La mattina di lunedì 27 gennaio, una delegazione della diocesi di Roma composta dal vescovo Paolo Ricciardi, da monsignor Marco Gnavi e, tra gli altri, da padre Sergio Cavicchia, parroco di San Saba, e padre Luigi Murra, parroco di Santa Maria in Portico in Campitelli, si è recata a Largo 16 Ottobre 1943, dove è stata accolta dal rav Riccardo Di Segni. Ad attenderli anche Marco Mosè Di Porto.
Nella ricorrenza della Giornata della Memoria si è ascoltato il salmo 130, recitato in ebraico dal Rabbino Capo e si sono deposti dei fiori ai piedi delle lapidi che ricordano l’orrore della deportazione nel campo di sterminio di Auschwitz, dove giunsero stipati in carri bestiame, 1250 ebrei romani. Ne ritornarono solo sedici. Gli altri furono tutti inghiottiti dalla folle ferocia della Shoà. Settimia Spizzichino scrisse dei “milioni di anni di vita rubati” alle vittime innocenti del genocidio, mentre una delle due lapidi poste sul muro del Palazzo Vallati recita “e non cominciarono neppure a vivere” in ricordo dei neonati sterminati nei lager nazisti.

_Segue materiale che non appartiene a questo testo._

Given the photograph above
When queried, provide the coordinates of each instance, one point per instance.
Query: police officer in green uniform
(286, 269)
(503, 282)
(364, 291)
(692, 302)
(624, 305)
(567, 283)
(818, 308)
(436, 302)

È stato un gesto umile, ma denso di significato. La tragedia del genocidio degli ebrei resta quale ferita dolorosa che inquieta le coscienze e non può essere dimenticata. Giacomo Debenedetti scrisse un piccolo volume, che narrava con passione e stupore gli eventi tragici dello Shabbat profanato dalle SS e da chi collaborò alla sciagurata cattura di donne, uomini, bambini, anziani. Non fu cronaca, ma storia, drammatica storia nel quadro di un’Europa travolta dalla guerra e dall’utopia malefica e antisemita del Terzo Reich. I discendenti dei sopravvissuti e noi che siamo vivi, cristiani ed ebrei, sentiamo il dovere della memoria. Il dovere della difesa della vita. Perché occorre vivere nella storia e non fermarsi alla cronaca, perché il futuro sia migliore.